着替えて一高テントに向かうと香澄と泉美に詰め寄られた。
「「克也兄(お兄様)さっきのはなんですか!?」」
「さっきのは『流星群』のアレンジバージョンだよ。」
「アレンジですか?」
泉美は理解できないとでもいうように聞き返してきた。
「俺の『流星群』は『母上』のとはちょっと違うらしくてね四葉家の技術者にややこしいから別の魔法として使って欲しいって言われたんだ。」
俺の説明に泉美と香澄は納得してくれたので深雪の応援に向かった。
克也の魔法は『流星群』ではないことが最近の研究で分かり名前を変更して使うことになった。『ダーク・ナイト・フォール(奈落の底)』と真夜によって名付けられ克也は秘匿するつもりだったが真夜に命令され今回使用していた。魔法名の『奈落の底』とは所謂地獄に落ちることを示しており魔法が直撃した場所がえぐられる特徴から名付けられていた。

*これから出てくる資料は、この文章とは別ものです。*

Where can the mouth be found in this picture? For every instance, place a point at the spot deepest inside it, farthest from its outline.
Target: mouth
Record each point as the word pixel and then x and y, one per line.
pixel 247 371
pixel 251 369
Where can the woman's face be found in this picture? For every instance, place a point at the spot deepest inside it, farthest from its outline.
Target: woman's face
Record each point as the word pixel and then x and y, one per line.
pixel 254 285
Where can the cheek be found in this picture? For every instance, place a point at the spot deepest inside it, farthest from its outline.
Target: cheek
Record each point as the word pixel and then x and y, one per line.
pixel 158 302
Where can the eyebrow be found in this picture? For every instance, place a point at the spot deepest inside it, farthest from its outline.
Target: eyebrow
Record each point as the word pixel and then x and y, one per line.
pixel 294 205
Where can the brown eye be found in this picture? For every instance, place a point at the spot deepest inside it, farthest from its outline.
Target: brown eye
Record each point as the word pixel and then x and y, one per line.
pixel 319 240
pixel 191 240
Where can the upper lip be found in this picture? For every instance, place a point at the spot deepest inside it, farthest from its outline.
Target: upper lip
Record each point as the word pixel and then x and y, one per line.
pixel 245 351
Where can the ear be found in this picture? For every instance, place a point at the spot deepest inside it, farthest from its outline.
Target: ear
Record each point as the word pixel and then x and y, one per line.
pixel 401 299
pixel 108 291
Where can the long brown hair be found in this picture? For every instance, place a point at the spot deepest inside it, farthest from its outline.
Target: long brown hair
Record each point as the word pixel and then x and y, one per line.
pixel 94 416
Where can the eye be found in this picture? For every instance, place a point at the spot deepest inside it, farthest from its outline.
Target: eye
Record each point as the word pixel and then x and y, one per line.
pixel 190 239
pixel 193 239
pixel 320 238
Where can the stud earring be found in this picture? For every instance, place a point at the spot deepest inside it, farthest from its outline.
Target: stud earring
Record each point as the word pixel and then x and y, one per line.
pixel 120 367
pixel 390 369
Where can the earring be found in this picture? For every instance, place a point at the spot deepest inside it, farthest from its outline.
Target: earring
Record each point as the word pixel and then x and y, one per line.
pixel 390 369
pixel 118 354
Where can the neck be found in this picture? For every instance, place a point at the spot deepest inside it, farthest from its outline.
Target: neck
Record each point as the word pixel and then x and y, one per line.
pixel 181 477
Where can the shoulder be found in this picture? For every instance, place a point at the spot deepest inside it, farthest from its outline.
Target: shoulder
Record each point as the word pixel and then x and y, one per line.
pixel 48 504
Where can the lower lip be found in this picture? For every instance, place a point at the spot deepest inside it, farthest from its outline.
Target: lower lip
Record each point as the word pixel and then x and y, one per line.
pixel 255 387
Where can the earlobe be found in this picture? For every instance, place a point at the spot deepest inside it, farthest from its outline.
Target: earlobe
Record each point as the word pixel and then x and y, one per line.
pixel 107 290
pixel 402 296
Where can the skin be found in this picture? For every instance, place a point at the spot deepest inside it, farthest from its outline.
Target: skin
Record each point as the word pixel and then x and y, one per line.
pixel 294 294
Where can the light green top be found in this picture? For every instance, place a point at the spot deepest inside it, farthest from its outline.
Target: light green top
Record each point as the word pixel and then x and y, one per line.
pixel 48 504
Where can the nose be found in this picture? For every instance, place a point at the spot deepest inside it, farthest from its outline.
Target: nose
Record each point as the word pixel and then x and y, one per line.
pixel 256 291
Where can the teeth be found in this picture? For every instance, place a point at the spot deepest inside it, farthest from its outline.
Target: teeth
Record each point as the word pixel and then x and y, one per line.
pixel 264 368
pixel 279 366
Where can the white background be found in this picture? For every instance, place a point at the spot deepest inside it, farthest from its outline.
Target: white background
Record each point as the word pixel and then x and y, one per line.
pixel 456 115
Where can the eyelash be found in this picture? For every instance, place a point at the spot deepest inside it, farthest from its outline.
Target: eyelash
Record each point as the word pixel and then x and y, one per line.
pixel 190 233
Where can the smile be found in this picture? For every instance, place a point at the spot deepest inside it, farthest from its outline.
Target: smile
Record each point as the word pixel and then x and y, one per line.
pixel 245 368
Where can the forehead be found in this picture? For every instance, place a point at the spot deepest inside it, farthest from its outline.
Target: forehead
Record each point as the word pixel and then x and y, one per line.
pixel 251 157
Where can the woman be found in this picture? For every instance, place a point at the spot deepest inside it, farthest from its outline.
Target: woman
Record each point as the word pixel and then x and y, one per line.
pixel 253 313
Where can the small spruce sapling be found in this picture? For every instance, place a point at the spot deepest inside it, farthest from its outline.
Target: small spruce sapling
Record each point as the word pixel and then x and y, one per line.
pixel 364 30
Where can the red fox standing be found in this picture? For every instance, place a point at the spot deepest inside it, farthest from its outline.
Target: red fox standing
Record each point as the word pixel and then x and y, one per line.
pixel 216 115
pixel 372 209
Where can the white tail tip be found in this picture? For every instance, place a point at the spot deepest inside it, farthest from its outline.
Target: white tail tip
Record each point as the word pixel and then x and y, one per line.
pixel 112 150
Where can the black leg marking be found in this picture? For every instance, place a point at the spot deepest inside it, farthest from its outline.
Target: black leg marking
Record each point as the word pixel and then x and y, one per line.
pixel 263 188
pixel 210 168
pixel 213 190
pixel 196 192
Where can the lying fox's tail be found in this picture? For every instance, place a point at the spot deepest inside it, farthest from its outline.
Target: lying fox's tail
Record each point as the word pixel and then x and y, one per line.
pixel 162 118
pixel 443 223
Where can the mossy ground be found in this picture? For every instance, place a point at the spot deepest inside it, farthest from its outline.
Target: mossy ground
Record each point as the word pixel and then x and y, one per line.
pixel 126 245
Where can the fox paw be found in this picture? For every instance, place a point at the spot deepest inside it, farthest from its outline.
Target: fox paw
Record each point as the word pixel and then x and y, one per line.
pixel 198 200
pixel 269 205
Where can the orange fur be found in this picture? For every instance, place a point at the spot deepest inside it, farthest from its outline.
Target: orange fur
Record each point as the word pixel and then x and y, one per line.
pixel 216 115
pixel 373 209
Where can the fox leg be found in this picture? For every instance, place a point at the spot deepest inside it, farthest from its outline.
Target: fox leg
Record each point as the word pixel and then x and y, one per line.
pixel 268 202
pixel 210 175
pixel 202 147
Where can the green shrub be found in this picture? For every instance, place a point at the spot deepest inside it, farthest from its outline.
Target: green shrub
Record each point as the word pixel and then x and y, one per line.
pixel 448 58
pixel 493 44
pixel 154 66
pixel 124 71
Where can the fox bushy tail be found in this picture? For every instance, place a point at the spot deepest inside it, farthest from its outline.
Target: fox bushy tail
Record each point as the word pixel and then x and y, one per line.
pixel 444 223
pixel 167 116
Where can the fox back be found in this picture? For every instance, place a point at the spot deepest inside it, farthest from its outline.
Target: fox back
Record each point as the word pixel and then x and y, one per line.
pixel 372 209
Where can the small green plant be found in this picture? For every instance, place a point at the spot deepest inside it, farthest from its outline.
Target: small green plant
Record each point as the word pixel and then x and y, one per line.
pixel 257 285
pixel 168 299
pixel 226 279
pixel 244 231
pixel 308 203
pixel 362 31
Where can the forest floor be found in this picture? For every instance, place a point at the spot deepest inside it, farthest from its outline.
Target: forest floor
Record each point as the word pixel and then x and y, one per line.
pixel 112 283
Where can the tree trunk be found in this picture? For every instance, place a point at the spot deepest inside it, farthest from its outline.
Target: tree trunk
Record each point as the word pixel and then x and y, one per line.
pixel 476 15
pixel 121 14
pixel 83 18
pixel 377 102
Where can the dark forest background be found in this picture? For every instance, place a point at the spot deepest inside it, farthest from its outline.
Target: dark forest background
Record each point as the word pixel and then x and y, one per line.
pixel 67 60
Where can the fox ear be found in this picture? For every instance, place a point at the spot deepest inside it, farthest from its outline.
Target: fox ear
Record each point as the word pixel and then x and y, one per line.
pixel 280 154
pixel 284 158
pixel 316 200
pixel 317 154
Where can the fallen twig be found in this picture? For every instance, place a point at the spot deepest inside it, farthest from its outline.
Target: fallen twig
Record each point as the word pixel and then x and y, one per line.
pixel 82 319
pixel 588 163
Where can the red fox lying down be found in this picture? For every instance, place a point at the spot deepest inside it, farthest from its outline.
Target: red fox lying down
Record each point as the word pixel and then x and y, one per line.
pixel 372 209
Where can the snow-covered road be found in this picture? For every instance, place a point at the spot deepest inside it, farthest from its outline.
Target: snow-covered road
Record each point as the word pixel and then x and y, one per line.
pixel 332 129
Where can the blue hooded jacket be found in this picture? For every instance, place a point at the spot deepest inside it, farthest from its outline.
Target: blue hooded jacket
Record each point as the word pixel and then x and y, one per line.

深雪も圧倒的な魔法力でアイス・ピラーズ・ブレイク・女子で優勝しバトル・ボード決勝ではほのかと克也が優勝し九校戦前半を最高の結果で終えることが出来た。
一高
アイス・ピラーズ・ブレイク・女子 優勝と二位
アイス・ピラーズ・ブレイク・男子 優勝と四位
バトル・ボード・女子 優勝と予選敗退
バトル・ボード・男子 優勝と予選敗退
三高
アイス・ピラーズ・ブレイク・女子 三位と四位
アイス・ピラーズ・ブレイク・男子 二位と三位
バトル・ボード・女子 二位 三位
バトル・ボード・男子 二位 四位
一位 一高 三百九十ポイント
二位 三高 二百七十ポイント
三位以下混戦状態
となり圧倒的な差を付けることか出来たが新人戦が危ぶまれていた。
「百ポイント差を付けられたのはいいが新人戦で点数を稼ぐことは難しいだろうな。」
「そうだね今年の一年生は技術方面に偏っているから選手の実力が低い。せめて新人戦は三位以上は確保したいけど三高がどれだけ伸ばしてくるかによって順位変動はあり得るよ。」
達也と克也は真剣に話し合っていたがネガティブ思考になってしまうのはどうしようもなかった。一高に技術者が不足していたので今年志望者が増えたことに喜びを感じていたが今になって魔工師志望者が多いことの裏目が出てしまうとは思ってもいなかった。
「最悪一つは優勝を取りたいから詩奈に頑張ってもらわないとね。」
「ああ、スピード・シューティングは勝ち取りたいな。」
達也は克也の言葉に頷きながら順位表を確認していた。